Abstracts

Recently, following seminal works by A. Fraser and R. Schoen, there has been a renewed interest in minimal surfaces satisfying free boundary conditions. It is desirable to understand how the Morse index of such a surface, a number quantifying its degree of instability, is related to the topological complexity of the surface (genus, number of boundary components). In this talk, we will discuss some new results and open questions concerning free boundary minimal surfaces in the 3-ball with low index.

The question of the symmetry of the solutions of a PDE which is invariant under a transformation is a difficult question. If a PDE on the Euclidean space is invariant under rotations, when do we know that solutions, for instance the solutions which minimize the energy, inherit of radial symmetry ? This lecture is intended to review some problems and partial answers to these questions, with a special emphasis on problems at the interface of an elliptic point of view, interpreted as the description of stationary solutions, and a dynamical approach based on related equations of evolution.

In this talk we extend the theory of complete minimal surfaces in $\mathbb{R}^3$ of finite total curvature to the wider class of elliptic special Weingarten surfaces of finite total curvature; in particular, we extend the seminal works of L. Jorge and W. Meeks and R. Schoen.Specifically, we extend the Jorge-Meeks formula relating the total curvature and the topology of the surface and we use it to classify planes as the only elliptic special Weingarten surfaces whose total curvature is less than $4 \pi$. Moreover, we show that a complete (connected), embedded outside a compact set, elliptic special Weingarten surface of minimal type in $\mathbb{R} ^3$ of finite total curvature and two ends is rotationally symmetric; in particular, it must be one of the rotational special catenoids described by R. Sa Earp and E. Toubiana. This answers in the positive a question posed in 1993 by R. Sa Earp. We also prove that the special catenoids are the only connected non-flat special Weingarten surfaces whose total curvature is less than $8 \pi$. This is a joint work with H. Mesa.

We give a rather general presentation about the Maxwell-Proca-Schrödinger and the Bopp-Podolsky-Schrödinger-Proca constructions/equations in the context of closed manifolds.

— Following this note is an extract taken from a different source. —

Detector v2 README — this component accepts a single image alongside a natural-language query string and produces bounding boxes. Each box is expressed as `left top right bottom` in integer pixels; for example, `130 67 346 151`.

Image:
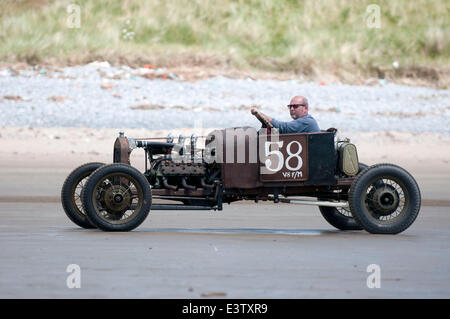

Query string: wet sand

Kaluza-Klein theories are elegant scenarios for unifying gauge theories with gravitation through a generalization of General Relativity to a higher dimensional 'space-time'. An ad hoc supplementary assumption is however necessary for leading to a system of equations coupling the Einstein equations with the Yang-Mills one, namely to assume that the higher dimensional 'space-time' has the structure of a fiber bundle over some base manifold and that all fields can be identified with pull-back images of fields on the base manifold by the fibration.In this talk we present a new model based on a variational principle which leads to such a scenario without all these ad hoc assumptions. We will also discuss previously discovered models which are based on the same mechanism.

We show that the first eigenvalue of a closed Riemannian surface normalized by the area can be strictly increased by attaching a cylinder or a cross cap. As a consequence we obtain the existence of maximising metrics for the normalized first eigenvalue on any closed surface of fixed topological type.

The existence of Yamabe metrics, that is, metrics which minimize the Einstein-Hilbert functional in a conformal class, has been proven for compact smooth manifolds thanks to the celebrated work of Yamabe, Trudinger, Aubin and Schoen. When considering manifolds with singularities, the situation is quite different: while an existence result due to Akutagawa, Mazzeo and Carron is available, Viaclovsky had constructed in 2010 an example of 4-manifold, with one orbifold isolated singularity, for which a Yamabe metric does not exists. After briefly presenting the singularities we deal with, we will discuss a new non-existence result for a class of examples with non isolated singularities, not necessarily orbifold. This is based on a joint work with Kazuo Akutagawa.

The standard $L^2$ gradient flow for the harmonic map energy is the celebrated harmonic map flow, which is the original geometric flow introduced by Eells and Sampson in 1964. After giving a brief survey of the two-dimensional theory for this flow, we will take a look at the alternative gradient flow for this energy that was introduced jointly with Melanie Rupflin, which evolves both a map and the metric on its domain simultaneously. Now the gradient flow wants to converge to a minimal immersion rather than a harmonic map. This generalises the harmonic map flow from $S^2$ and a flow from $T^2$ introduced by Ding-Li-Liu. A theory for this flow has been developed over recent years in order to understand its singularity formation and its asymptotics. We will take a look at some of the main points of this theory, including how the flow decomposes a map into minimal immersions. The main focus of the talk will be the recent work joint with Kohout and Rupflin that addresses the question of whether the flow enjoys unique limits or not. We will see when it does and when it does not.